M. blieb in muizenberg, wo sie die morgenstunden vor der uni mit surfen verbrachte.

heute waren wir entspannt im District 6 musuem. das ist ein bezirk, der 1966 im zuge der apartheid nahezu komplett dem erdboden gleich gemacht wurde. dort lebten schwarze&coloureds und weiße gemeinsam. mit der entscheidung, dass der bezirk nur noch für weiße sei, wurde die gemeinschaft aufgelöst. angeblich aus stadtplanungsgründen und unter berufung auf le corbusier.

morgen tafelberg und dann nach stellenbosch zu M., die dort studiert! Weintour ahoi…

kapstadt

2. März 2013

die sonne brennt, der wind windet, entspannt schlenden wir duch die stadt… von stress kaum eine spur.

hier ist alles ein bisschen langsamer und das passt hervorragend in unsere nicht-planungs-anfangsphase.
das green elephant hostel im stadtteil observatory sei hiermit allen empfohlen. herzlicher empfang gepaart mit sauberen räumlichkeiten und zum zeit verplempern einladenen terrassen. und nicht zuletzt voll öko.
gestern wagten wir uns in eins der lokalen mini-bus-taxis und ähnlich wie in guatemala wurde so viel reingequetscht wie nur ging. is egal, billig und voll das erlebnis – sagen die einen. was? erst 2 tage hier und ihr traut euch schon in den minibus? – sagen die anderen. alternativ zu diesem eher unkontrollierbaren öffentlichen nahverkehr gibt es noch die züge. wie selbstverständlich nahmen wir die, wurden aber gleich komisch angeguckt und auch die gelten als zu gefährlich. gespürt haben wir davon nix. wir sind ja auch schon schwer erprobte kämpfer_innen touris. das thema gefahr ist hier allgegenwärtig, aber bis jetzt nur in gesprächen zwischen den reisenden. toitoitoi

kapstadts innenstadt ist nicht sehr atemberaubend – hochhäuser im hässlichen braun. aber die berge im hintergrund machen ordentlich was her. weil wir brave touris sind, zog es uns zur allseits bekannten V&A Waterfront – der hafen – aufgemotzt mit fancy restaurants und shopping optionen. die typischen yacht-inhaber: zu nobel für uns.
abends kam der anlass unserer reise zu uns nach observatory: M., die hier um die ecke in stellenbosch studiert. nach leckerem essen und viel gequatsche musste auch sie noch eine hausarbeit vervollständigen. das ist wohl grad modern.

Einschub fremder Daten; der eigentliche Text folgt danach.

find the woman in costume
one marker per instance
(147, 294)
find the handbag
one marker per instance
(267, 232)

zum heutigen frühstück begaben wir uns in den bezirk Woodstock. er liegt näher am stadtzentrum. auf dem weg dahin liefen wir durch ein ärmeres viertel, die armut hatte ein so plötzliches ende, dass die weisheit des Old Biscuit Market uns fast schon blendete.

handyschnappschuss:
old biscuit market

in marktähnlichem arrangement wurde essen aus der ganzen welt geboten, allerdings zu preisen, die für hier hoch sind. dazu gab es im flohmarktschick klamotten- & kunststände, an denen jedoch ohne probleme mit kreditkarte gezahlt werden konnte. vor den toren saßen bettler_innen mit säuglingen oder kinder, die allein bettelten. gentrification at its best?

um weiterhin in unserer priviligierten blase zu verbleiben, fuhren wir ins convention centre um die aktuelle design expo anzuschaun. leider bot sie null graphic design, dafür endlose schmuckausstellungen, mode-shows und sonstige sinnlosigkeiten.
inzwischen sind wir zurück im himmlischen hostel, kochen gleich mit M., T. (noch son deutscher) und natürlich Gustav.

und nochmal im klartext: uns gehts gut! es ist schön hier!